You and Menards hereby agree that all arbitrators selected shall be attorneys. This provision shall supersede any contrary rule or provision of the forum state. . . Menards is engaged in commerce using U.S. Mail and telephone service. Therefore, this Agreement is subject to the Federal Arbitration Act, 9 U.S.C. §§ 1-16, as amended from time to time. EMPLOYMENT AGREEMENT, doc. 12-1 at 5 (emphases in original). So, if there was a binding arbitration agreement in place when the alleged transgressions took place, this matter cannot be litigated in this Court, but rather by an arbitration panel in Codington County, South Dakota. Other relevant portions of the Agreement to this motion include Section 14, which provides for “legal relations created between [the parties]” to be construed under Wisconsin law; Section 17’s “At-Will Employment” stating that “Nothing in this Agreement is to be construed as altering your status as an ‘at-will’ employee;” and bears noting that this Agreement was not in fact signed by Brazil, but rather acknowledged on April 5, 2020. Id. at 5-7. While the Agreement’s expiration date was December 31, 2020, both parties continued operating as if this was perfunctory. Mr. Brazil continued to come into work. Menard continued treating him as if he was still bound by its prior Employment Agreement through continued compensation and delegation of tasks. Simply put, neither party acted as if December 31, 2020, was really Brazil’s last day of employment. So, then, what was the plaintiff for the weeks he continued working in January 2021? An employee, a contractor, a trespasser? Neither party disputes that Wisconsin law must guide this Court on interpreting contract principles. But they could not differ more on the critical question at the crux of this motion: Was the prior Employment Agreement (and therefore, a binding arbitration agreement) still in effect when Brazil was terminated in January 2021 after its supposed expiration on December 31, 2020, when both parties continued operating as if the Agreement was still in effect and where neither party sought to renegotiate or enter into a new contract? Because Wisconsin case law is clear that both parties remained bound by the four corners of the prior Employment Agreement, this matter should be stayed so that arbitration may occur.

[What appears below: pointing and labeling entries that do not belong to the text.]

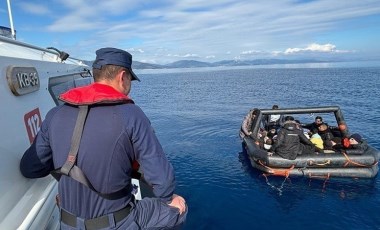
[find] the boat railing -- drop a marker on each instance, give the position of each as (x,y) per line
(26,45)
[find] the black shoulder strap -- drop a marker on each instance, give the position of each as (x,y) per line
(71,170)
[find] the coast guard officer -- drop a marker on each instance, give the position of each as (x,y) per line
(101,144)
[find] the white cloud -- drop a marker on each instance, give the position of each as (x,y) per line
(197,29)
(327,48)
(316,48)
(34,8)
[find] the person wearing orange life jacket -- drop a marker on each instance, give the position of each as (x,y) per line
(116,132)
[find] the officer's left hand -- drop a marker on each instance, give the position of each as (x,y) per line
(178,202)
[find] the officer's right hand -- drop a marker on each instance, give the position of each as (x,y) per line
(178,202)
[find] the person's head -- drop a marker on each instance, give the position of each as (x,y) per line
(289,118)
(336,140)
(322,127)
(318,120)
(355,139)
(114,67)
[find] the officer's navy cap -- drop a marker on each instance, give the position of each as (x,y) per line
(113,56)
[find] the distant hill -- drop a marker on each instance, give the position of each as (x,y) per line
(199,64)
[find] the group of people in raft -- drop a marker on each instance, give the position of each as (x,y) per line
(287,137)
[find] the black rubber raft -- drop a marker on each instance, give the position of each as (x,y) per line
(327,164)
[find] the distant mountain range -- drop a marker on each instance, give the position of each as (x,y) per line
(199,64)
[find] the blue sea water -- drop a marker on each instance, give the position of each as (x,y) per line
(197,115)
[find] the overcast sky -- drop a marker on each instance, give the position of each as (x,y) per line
(164,31)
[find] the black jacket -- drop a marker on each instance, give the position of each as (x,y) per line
(290,141)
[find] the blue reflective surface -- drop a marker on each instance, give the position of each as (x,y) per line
(197,116)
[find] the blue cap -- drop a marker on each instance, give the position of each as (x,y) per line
(113,56)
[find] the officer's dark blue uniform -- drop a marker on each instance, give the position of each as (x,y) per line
(116,133)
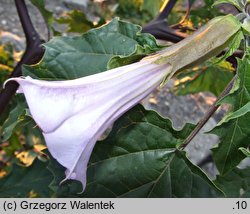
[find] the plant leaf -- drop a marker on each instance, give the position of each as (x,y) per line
(245,151)
(76,21)
(24,180)
(235,183)
(67,57)
(232,130)
(139,159)
(236,3)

Il. ANALYSIS A. Federal Arbitration Act The Federal Arbitration Act arose in the 1920’s to “counteract judicial hostility to arbitration and establish ‘a liberal federal policy favoring arbitration agreements.’” New Prime Inc. v. Oliveria, 139 S.Ct. 532, 543 (2019) (quoting Moses H. Cone Mem. Hosp. v. Mercury Constr. Corp., 460 U.S. 1, 24 (1983)). See also Reid v. Doe Run Res. Corp., 701 F.3d 840, 845 (8th Cir. 2012) (“There is strong policy favoring arbitration, and doubts are resolved in favor of arbitration.”). With this liberal backdrop, courts enforce arbitration agreements so long as “the dispute falls within the scope” of the contract between the disputing parties. Duncan v. Int’! Mkts. Live, Inc., 20 F.4th 400, 402 (8th Cir. 2021) (per curiam) (internal quotations omitted).